Enter the cocky, cynical Len (David Wenham), another deportee, whose suspicious attitude amps up Margaret’s own experience. It’s Len who pries her loose to dig deep and look at herself and try to empathise with their cruel experiences. He even convinces her to visit the remote Christian Brothers home in Bindoon in Western Australia that he and countless other boys were forced to build brick by brick under the threat of more beatings.
Watson, an expert at exhibiting pain without the maudlin, draws us in. Her piercing eyes and soft tones (at times she’s almost inaudible) are a perfect fit for Margaret. She never plays her as a superwoman, instead she reveals layers of fear, pain, and determination, as her nerves and candour evolve. She doesn’t add the bogus trimmings a more hysterical actress might consider. She’s very much a performer who plays it as it lays and while she’s obstinate and dependable, it’s not a role where she really flies. It’s an external character. It’s all happening around her, because of her.
The lines I opened this review with are uttered in a tense confrontation that’s worth the price of admission alone and its delivered in scene where she enters a building in abject fear (by this point she’s been threatened with abusive phone calls and menacing visitors) and as we watch, we can see the nerves of steel building as she comes to realise its not she who should be afraid. In a sensational performance full of subtlety, she continually surprises us as she surprises herself.

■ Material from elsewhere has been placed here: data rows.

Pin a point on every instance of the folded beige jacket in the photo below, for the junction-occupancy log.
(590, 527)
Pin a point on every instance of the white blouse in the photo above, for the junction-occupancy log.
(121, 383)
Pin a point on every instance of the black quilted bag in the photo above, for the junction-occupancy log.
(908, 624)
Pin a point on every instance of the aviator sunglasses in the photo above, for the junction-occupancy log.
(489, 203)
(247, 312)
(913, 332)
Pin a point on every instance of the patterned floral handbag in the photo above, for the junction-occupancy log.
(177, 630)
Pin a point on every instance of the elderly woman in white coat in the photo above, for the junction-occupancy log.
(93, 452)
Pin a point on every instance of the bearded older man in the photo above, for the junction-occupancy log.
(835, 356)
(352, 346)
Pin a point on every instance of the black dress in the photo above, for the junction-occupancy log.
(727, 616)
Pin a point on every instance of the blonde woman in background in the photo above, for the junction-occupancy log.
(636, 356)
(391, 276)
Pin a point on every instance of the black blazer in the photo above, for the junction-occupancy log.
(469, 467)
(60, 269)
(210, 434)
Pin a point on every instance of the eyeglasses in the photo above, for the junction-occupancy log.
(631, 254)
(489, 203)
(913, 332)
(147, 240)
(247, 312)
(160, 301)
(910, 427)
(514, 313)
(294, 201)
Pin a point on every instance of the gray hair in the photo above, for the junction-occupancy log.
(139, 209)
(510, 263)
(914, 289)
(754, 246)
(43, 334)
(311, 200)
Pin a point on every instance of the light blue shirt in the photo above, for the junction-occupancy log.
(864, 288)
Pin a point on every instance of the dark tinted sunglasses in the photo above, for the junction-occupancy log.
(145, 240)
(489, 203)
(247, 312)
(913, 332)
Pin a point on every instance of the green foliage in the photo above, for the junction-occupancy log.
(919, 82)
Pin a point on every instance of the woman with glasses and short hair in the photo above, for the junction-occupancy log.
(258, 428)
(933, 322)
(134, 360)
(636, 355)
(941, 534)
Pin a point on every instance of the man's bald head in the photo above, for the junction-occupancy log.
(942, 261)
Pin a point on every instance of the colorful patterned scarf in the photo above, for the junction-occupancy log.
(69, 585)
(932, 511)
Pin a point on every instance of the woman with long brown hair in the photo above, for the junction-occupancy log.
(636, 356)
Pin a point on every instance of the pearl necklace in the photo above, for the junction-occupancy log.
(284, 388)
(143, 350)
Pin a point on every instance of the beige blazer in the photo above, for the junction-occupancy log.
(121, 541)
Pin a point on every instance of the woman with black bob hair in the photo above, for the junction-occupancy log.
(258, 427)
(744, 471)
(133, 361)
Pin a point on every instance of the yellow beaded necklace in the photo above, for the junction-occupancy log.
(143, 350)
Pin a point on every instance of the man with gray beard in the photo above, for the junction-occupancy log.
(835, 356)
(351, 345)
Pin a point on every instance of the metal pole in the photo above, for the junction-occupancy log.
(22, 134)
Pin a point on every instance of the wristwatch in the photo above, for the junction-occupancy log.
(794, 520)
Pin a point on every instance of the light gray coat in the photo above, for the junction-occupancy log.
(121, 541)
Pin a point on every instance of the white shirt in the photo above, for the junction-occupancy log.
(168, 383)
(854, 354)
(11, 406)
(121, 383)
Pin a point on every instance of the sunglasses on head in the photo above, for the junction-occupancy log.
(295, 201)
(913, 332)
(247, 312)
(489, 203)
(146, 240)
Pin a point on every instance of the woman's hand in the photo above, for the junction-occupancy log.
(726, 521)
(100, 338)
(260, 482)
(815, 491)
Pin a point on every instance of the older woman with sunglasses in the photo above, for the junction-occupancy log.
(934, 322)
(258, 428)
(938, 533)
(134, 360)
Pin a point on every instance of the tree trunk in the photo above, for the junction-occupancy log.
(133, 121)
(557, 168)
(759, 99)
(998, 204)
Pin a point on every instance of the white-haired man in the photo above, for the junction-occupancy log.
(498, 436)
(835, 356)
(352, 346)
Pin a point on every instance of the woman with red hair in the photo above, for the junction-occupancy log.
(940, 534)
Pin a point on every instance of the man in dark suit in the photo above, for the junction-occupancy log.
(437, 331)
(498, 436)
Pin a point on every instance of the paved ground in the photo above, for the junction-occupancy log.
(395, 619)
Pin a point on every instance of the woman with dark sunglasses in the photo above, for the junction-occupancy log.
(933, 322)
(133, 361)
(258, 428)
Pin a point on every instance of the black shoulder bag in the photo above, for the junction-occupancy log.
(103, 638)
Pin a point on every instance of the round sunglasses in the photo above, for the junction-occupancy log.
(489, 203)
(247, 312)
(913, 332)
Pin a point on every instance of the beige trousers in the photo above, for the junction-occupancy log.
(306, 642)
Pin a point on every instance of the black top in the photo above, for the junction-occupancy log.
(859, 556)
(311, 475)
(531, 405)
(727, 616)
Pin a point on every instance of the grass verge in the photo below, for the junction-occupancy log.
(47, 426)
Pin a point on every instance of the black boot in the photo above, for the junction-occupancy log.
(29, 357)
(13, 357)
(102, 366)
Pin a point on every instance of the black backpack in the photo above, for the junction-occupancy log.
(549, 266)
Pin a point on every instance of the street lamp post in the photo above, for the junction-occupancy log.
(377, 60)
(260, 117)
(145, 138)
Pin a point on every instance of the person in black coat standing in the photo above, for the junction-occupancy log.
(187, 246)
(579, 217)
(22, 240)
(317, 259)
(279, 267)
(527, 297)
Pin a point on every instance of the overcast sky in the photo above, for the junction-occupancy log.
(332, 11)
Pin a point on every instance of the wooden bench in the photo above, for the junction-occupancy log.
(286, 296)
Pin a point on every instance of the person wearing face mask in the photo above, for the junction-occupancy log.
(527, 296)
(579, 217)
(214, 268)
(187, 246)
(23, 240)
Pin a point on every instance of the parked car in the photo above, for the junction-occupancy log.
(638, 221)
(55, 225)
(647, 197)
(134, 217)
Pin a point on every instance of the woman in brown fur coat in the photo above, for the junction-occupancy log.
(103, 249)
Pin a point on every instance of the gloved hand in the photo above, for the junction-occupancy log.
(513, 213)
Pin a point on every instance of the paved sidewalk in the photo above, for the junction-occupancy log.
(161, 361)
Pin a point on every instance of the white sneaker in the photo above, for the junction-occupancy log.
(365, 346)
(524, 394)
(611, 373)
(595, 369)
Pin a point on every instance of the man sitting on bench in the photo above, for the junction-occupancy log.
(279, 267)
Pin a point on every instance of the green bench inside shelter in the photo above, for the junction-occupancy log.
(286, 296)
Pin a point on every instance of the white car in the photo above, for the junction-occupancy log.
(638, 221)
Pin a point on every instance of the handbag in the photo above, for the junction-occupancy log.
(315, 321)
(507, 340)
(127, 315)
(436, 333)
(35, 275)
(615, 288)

Loach, so aware of how easily this material could’ve grown to a hysterical pitch, keeps a tight rein, but that may be the film’s failing. The story itself is enormous and too cumbersome for a feature film. The screenplay, penned by Rona Munro (she’s come a long way from her chores on Doctor Who), maintains a healthy consistency yet it feels small. It’s a balancing act, attending to the three or four of the thousands of stories, so while what we have here is sensitively handled and visually realised in a modest fashion (it’s not a story that calls for stylised cinematography), we’re left wanting more of these stories.

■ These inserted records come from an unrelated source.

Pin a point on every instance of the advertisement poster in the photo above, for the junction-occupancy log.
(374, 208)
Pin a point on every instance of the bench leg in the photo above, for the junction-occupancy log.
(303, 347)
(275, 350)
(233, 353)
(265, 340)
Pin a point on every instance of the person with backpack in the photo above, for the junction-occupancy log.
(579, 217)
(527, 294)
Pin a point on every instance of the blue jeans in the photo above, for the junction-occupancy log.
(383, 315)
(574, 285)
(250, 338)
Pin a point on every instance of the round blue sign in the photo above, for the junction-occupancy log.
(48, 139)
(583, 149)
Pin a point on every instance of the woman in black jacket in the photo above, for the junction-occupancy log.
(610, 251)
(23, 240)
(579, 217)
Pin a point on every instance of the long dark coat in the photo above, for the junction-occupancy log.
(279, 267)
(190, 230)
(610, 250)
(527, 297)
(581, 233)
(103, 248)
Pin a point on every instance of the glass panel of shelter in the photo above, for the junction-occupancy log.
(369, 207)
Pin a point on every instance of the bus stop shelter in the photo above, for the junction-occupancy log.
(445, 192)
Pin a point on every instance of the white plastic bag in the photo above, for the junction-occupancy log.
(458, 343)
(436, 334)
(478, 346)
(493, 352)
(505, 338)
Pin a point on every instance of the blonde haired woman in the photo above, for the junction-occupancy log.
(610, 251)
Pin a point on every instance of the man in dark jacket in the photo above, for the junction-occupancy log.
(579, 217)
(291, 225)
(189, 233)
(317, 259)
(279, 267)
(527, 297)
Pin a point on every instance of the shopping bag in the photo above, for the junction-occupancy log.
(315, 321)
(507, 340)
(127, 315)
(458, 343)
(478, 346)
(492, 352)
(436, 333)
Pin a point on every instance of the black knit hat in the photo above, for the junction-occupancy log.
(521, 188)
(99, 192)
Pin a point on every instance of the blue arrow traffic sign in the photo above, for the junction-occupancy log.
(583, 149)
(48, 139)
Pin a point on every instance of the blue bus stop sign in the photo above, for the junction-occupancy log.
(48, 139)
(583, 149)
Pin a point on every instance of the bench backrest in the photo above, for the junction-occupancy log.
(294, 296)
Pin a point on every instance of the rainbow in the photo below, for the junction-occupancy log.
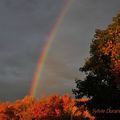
(42, 59)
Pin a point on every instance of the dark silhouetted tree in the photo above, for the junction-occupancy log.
(102, 69)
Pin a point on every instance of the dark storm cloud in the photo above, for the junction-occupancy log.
(71, 45)
(24, 26)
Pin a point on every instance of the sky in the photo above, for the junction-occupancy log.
(24, 27)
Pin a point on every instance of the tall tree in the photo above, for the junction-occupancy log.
(102, 69)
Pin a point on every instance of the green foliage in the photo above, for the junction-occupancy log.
(102, 69)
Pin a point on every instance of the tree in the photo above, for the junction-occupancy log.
(102, 82)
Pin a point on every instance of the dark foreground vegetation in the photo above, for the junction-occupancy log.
(101, 87)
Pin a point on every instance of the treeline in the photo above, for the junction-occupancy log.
(50, 108)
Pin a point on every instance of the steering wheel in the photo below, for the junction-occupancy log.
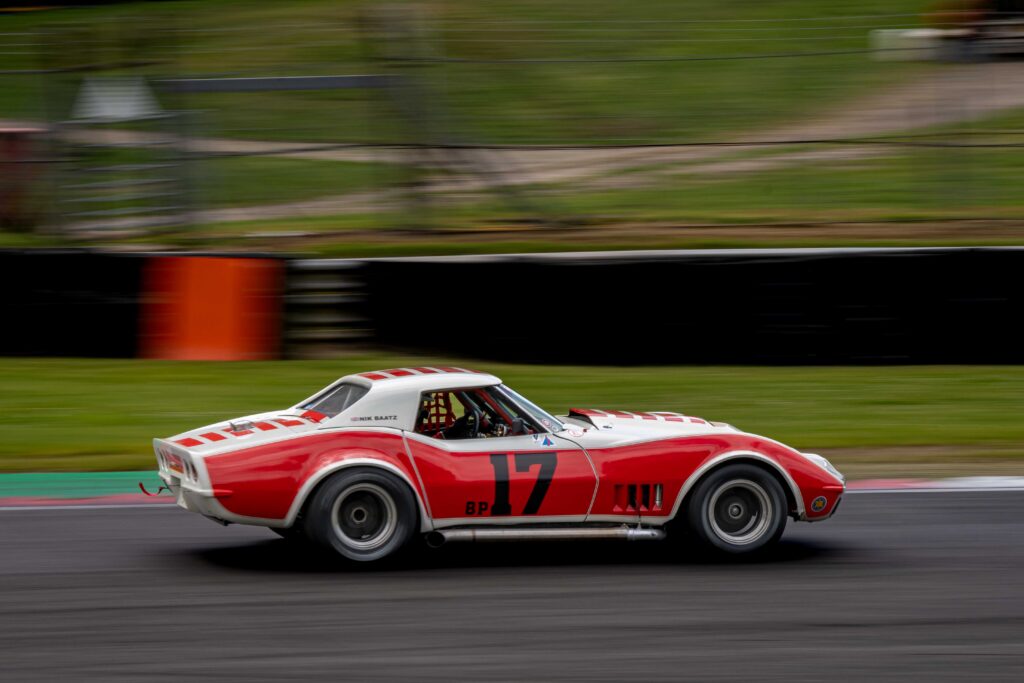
(473, 422)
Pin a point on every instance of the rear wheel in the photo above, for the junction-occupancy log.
(737, 509)
(364, 514)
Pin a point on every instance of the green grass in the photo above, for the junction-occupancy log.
(229, 181)
(567, 93)
(96, 415)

Still, Oranges and Sunshine is never less than engaging and Loach is a smart, perceptive director, aware of what we need from this drama, and just as importantly, what we don’t need. He spares us the obvious flashbacks of screaming faces and bloodied limbs, instead focussing on the bruised souls that came from it. Consider the moments where Margaret and his own sister move in to hug the visibly shaken Jack. You can see the clumsy, hesitant pauses in his movements and his reluctance still at being touched. It’s where the far-reaching torment and pain of this tragedy finds its resonance.
Oranges and Sunshine
Director: Jim Loach
Screenplay: Rona Munro
Cinematography: Denson Baker
Editing: Dany Cooper
Score: Lisa Gerrard
Cast: Emily Watson, David Wenham, Hugo Weaving, Richard Dillane.